By Herald Standard Staff 3 min read

Darlene Bigler, Community Action Southwest’s chief executive officer, recently announced that 2010 marks Community Action Southwest’s (CAS) 45th year of providing services to Washington and Greene counties. “Founded in 1965 by a group of community leaders, the initial focus of the agency was to identify local conditions that led to poverty, sensitize the community to the incidence and conditions of poverty, mobilize private and public resources to impact on poverty and develop programs and services that would help eradicate poverty. The mission remains much the same today,” Bigler stated.

“We have touched tens of thousands of lives and helped countless people move up the ladder toward economic self-sufficiency,” Bigler stated. “But we haven’t yet lived up to our mission to eliminate poverty. In order to succeed, we must intentionally involve the community in helping individual people to get out of poverty, and engage community institutions in working collaboratively to solve community wide problems related to poverty.”

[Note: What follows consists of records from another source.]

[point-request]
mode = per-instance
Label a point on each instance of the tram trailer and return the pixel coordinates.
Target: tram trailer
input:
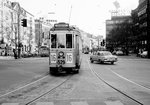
(65, 49)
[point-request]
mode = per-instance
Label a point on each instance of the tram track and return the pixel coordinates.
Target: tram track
(47, 92)
(39, 78)
(29, 94)
(113, 87)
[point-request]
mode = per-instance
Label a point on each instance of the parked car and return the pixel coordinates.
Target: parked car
(103, 56)
(144, 54)
(119, 52)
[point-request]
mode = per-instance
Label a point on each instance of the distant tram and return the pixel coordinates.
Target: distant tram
(65, 49)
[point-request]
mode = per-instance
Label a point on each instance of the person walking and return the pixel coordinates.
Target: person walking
(15, 54)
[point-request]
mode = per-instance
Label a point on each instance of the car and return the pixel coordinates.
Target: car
(119, 52)
(144, 54)
(103, 56)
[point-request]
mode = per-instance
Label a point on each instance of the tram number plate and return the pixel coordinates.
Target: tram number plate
(53, 57)
(69, 58)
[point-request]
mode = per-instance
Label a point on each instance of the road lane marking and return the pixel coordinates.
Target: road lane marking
(45, 103)
(79, 103)
(113, 103)
(129, 80)
(23, 86)
(10, 104)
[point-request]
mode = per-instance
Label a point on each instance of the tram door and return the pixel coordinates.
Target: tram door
(77, 48)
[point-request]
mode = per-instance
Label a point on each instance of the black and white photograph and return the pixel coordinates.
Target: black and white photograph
(74, 52)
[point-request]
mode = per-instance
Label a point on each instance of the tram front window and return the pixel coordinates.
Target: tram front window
(61, 41)
(68, 40)
(53, 40)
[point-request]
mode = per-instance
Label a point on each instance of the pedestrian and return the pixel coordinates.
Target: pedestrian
(15, 54)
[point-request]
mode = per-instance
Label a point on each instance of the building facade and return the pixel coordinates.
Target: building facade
(12, 33)
(114, 22)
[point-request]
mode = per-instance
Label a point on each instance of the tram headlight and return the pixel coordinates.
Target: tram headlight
(61, 54)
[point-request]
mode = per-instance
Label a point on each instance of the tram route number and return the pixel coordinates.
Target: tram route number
(53, 57)
(69, 58)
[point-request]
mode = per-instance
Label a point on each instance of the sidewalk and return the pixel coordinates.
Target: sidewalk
(6, 57)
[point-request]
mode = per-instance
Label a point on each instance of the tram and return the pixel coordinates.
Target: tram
(65, 49)
(44, 51)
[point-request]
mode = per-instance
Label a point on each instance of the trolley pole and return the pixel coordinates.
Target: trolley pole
(148, 27)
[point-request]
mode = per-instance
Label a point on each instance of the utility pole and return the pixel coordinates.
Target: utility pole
(2, 21)
(148, 27)
(70, 14)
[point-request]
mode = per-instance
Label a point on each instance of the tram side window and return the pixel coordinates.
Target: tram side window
(68, 40)
(53, 40)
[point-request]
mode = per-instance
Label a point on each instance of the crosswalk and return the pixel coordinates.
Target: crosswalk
(74, 103)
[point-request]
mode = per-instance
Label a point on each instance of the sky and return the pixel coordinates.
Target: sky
(88, 15)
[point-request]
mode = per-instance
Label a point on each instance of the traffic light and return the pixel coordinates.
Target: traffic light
(103, 42)
(24, 22)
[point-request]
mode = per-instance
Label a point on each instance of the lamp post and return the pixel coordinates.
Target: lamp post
(148, 27)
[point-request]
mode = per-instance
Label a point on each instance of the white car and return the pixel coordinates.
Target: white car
(103, 56)
(119, 53)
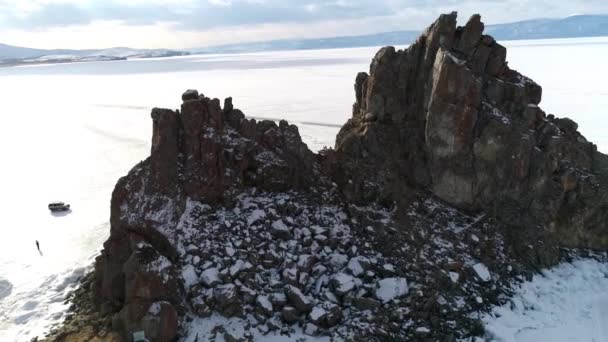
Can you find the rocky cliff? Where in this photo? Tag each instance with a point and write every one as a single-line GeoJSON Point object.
{"type": "Point", "coordinates": [447, 183]}
{"type": "Point", "coordinates": [449, 115]}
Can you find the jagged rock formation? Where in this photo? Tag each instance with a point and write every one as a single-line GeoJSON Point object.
{"type": "Point", "coordinates": [202, 153]}
{"type": "Point", "coordinates": [447, 114]}
{"type": "Point", "coordinates": [237, 217]}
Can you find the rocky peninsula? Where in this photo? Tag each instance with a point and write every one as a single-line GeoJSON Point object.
{"type": "Point", "coordinates": [448, 184]}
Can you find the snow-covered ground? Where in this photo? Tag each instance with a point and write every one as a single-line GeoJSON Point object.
{"type": "Point", "coordinates": [568, 303]}
{"type": "Point", "coordinates": [70, 131]}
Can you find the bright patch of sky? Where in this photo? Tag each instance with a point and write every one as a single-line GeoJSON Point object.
{"type": "Point", "coordinates": [190, 23]}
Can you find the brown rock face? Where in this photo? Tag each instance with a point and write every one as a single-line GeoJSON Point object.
{"type": "Point", "coordinates": [448, 115]}
{"type": "Point", "coordinates": [202, 153]}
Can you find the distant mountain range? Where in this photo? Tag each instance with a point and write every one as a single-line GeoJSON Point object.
{"type": "Point", "coordinates": [15, 55]}
{"type": "Point", "coordinates": [569, 27]}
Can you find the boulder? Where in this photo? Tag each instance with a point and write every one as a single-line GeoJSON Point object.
{"type": "Point", "coordinates": [297, 299]}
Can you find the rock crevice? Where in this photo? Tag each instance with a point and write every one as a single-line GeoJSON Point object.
{"type": "Point", "coordinates": [447, 167]}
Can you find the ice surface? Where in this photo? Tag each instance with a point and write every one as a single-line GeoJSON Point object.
{"type": "Point", "coordinates": [85, 125]}
{"type": "Point", "coordinates": [482, 272]}
{"type": "Point", "coordinates": [566, 303]}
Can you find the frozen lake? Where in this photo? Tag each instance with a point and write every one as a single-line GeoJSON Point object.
{"type": "Point", "coordinates": [70, 131]}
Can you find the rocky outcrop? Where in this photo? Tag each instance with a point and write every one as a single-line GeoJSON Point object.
{"type": "Point", "coordinates": [203, 153]}
{"type": "Point", "coordinates": [237, 217]}
{"type": "Point", "coordinates": [448, 115]}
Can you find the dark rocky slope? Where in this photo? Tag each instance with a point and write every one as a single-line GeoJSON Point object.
{"type": "Point", "coordinates": [448, 115]}
{"type": "Point", "coordinates": [448, 183]}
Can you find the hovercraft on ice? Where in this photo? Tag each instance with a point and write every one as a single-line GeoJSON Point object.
{"type": "Point", "coordinates": [58, 206]}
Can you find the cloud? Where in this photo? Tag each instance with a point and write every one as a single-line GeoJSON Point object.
{"type": "Point", "coordinates": [187, 23]}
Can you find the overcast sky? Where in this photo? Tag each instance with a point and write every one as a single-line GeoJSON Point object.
{"type": "Point", "coordinates": [190, 23]}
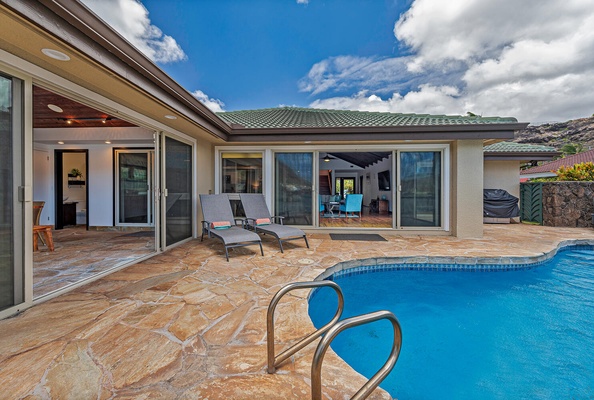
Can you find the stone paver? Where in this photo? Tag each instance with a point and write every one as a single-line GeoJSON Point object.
{"type": "Point", "coordinates": [187, 324]}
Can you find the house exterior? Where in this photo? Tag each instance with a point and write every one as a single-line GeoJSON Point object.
{"type": "Point", "coordinates": [548, 169]}
{"type": "Point", "coordinates": [139, 120]}
{"type": "Point", "coordinates": [503, 161]}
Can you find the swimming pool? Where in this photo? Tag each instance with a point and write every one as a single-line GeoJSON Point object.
{"type": "Point", "coordinates": [526, 333]}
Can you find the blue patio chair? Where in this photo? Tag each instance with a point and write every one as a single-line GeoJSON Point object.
{"type": "Point", "coordinates": [322, 206]}
{"type": "Point", "coordinates": [352, 204]}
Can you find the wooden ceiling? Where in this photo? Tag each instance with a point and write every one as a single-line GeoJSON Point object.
{"type": "Point", "coordinates": [79, 115]}
{"type": "Point", "coordinates": [361, 159]}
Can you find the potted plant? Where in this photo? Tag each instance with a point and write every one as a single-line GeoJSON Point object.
{"type": "Point", "coordinates": [75, 173]}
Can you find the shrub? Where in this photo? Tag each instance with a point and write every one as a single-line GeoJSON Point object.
{"type": "Point", "coordinates": [578, 172]}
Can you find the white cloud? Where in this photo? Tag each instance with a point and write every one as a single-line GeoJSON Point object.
{"type": "Point", "coordinates": [531, 59]}
{"type": "Point", "coordinates": [215, 105]}
{"type": "Point", "coordinates": [130, 18]}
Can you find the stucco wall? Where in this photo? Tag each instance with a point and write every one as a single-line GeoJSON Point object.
{"type": "Point", "coordinates": [467, 189]}
{"type": "Point", "coordinates": [205, 154]}
{"type": "Point", "coordinates": [568, 204]}
{"type": "Point", "coordinates": [502, 175]}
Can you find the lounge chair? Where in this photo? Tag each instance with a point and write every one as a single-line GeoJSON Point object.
{"type": "Point", "coordinates": [220, 223]}
{"type": "Point", "coordinates": [259, 219]}
{"type": "Point", "coordinates": [352, 204]}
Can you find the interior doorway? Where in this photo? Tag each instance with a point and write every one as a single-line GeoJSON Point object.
{"type": "Point", "coordinates": [134, 197]}
{"type": "Point", "coordinates": [364, 174]}
{"type": "Point", "coordinates": [71, 188]}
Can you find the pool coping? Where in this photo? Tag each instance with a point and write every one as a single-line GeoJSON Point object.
{"type": "Point", "coordinates": [448, 263]}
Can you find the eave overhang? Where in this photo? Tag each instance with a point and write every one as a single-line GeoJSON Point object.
{"type": "Point", "coordinates": [74, 25]}
{"type": "Point", "coordinates": [522, 156]}
{"type": "Point", "coordinates": [392, 133]}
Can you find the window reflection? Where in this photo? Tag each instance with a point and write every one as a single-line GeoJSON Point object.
{"type": "Point", "coordinates": [420, 197]}
{"type": "Point", "coordinates": [242, 173]}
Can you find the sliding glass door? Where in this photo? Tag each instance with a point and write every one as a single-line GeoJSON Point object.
{"type": "Point", "coordinates": [293, 193]}
{"type": "Point", "coordinates": [11, 207]}
{"type": "Point", "coordinates": [134, 181]}
{"type": "Point", "coordinates": [420, 188]}
{"type": "Point", "coordinates": [177, 185]}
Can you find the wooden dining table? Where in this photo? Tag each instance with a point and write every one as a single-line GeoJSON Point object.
{"type": "Point", "coordinates": [46, 231]}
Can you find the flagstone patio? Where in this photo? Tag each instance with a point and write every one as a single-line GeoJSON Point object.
{"type": "Point", "coordinates": [187, 324]}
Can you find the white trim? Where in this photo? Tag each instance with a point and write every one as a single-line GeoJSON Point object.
{"type": "Point", "coordinates": [538, 175]}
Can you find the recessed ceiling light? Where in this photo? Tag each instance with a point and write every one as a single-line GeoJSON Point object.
{"type": "Point", "coordinates": [54, 107]}
{"type": "Point", "coordinates": [55, 54]}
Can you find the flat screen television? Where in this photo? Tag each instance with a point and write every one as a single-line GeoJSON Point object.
{"type": "Point", "coordinates": [383, 180]}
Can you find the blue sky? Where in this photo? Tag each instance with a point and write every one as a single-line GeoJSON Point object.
{"type": "Point", "coordinates": [252, 54]}
{"type": "Point", "coordinates": [532, 59]}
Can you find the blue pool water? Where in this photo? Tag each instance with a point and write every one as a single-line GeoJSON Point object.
{"type": "Point", "coordinates": [523, 334]}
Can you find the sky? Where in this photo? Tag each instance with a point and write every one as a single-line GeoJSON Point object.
{"type": "Point", "coordinates": [529, 59]}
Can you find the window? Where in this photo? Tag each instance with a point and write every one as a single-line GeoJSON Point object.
{"type": "Point", "coordinates": [242, 173]}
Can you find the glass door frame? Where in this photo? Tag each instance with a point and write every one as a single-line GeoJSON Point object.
{"type": "Point", "coordinates": [22, 191]}
{"type": "Point", "coordinates": [151, 206]}
{"type": "Point", "coordinates": [445, 172]}
{"type": "Point", "coordinates": [395, 148]}
{"type": "Point", "coordinates": [160, 160]}
{"type": "Point", "coordinates": [314, 185]}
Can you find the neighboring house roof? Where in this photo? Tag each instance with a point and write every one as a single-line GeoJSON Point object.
{"type": "Point", "coordinates": [569, 161]}
{"type": "Point", "coordinates": [519, 151]}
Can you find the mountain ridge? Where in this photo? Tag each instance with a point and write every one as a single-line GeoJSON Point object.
{"type": "Point", "coordinates": [558, 134]}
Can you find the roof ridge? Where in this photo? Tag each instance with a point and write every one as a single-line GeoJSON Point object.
{"type": "Point", "coordinates": [385, 113]}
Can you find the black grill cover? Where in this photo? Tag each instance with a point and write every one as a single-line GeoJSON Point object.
{"type": "Point", "coordinates": [498, 203]}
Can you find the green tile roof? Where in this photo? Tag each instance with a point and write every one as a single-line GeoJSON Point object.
{"type": "Point", "coordinates": [510, 147]}
{"type": "Point", "coordinates": [293, 117]}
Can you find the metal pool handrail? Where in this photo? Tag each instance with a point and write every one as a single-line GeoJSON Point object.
{"type": "Point", "coordinates": [316, 366]}
{"type": "Point", "coordinates": [273, 361]}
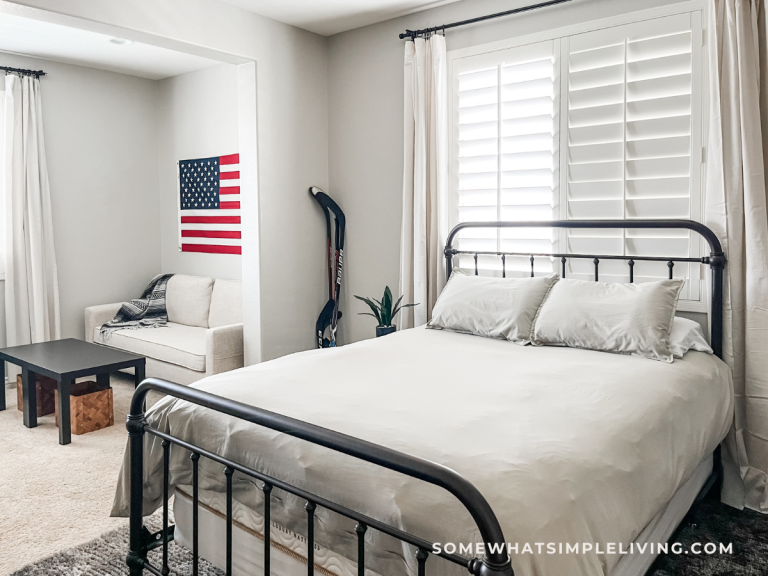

To celebrate its 45th anniversary, a celebration was held in June on the rooftop of the Washington Crossroads garage at 50 N. Franklin St., Washington. Community members, board members, staff, and supporters attended the celebration. The Silver Sky Duo provided entertainment. A framed, autographed Troy Polamalu jersey was raffled raising nearly $1,000 for Community Action Southwest.

“Close to 25,000 people in our community live in poverty. One out of every four children in our community lives in a low-income household. This is unacceptable. CAS wants more for our community,” Bigler stated.

Each year, CAS serves more than 13,000 people. CAS offers early childhood services (Head Start/Pre-K), nutrition services (WIC – Women, Infants & Children), family economic success and senior services. “The CAS mission is to serve as the catalyst to mobilize the resources of the entire community to enable families and individuals to attain the skills, knowledge, motivations and opportunities to become self-sufficient,” Bigler stated.

“The CAS vision for our community is: All people are valued, cared for and healthy, regardless of socioeconomic status; education prepares all children to fulfill their potential and meet their future needs; all people live in safe, affordable, decent housing; people are skilled and committed to leading the ongoing development in their community; all people have the skills and opportunity to work at family sustaining jobs; CAS is the leader of community based strategies that end poverty,” according to Bigler.

Bigler stated that there is just one way to end poverty+ to engage our community. Poverty will end when enough people care. CAS is engaging our community because, “it takes you+ to end poverty in our community.”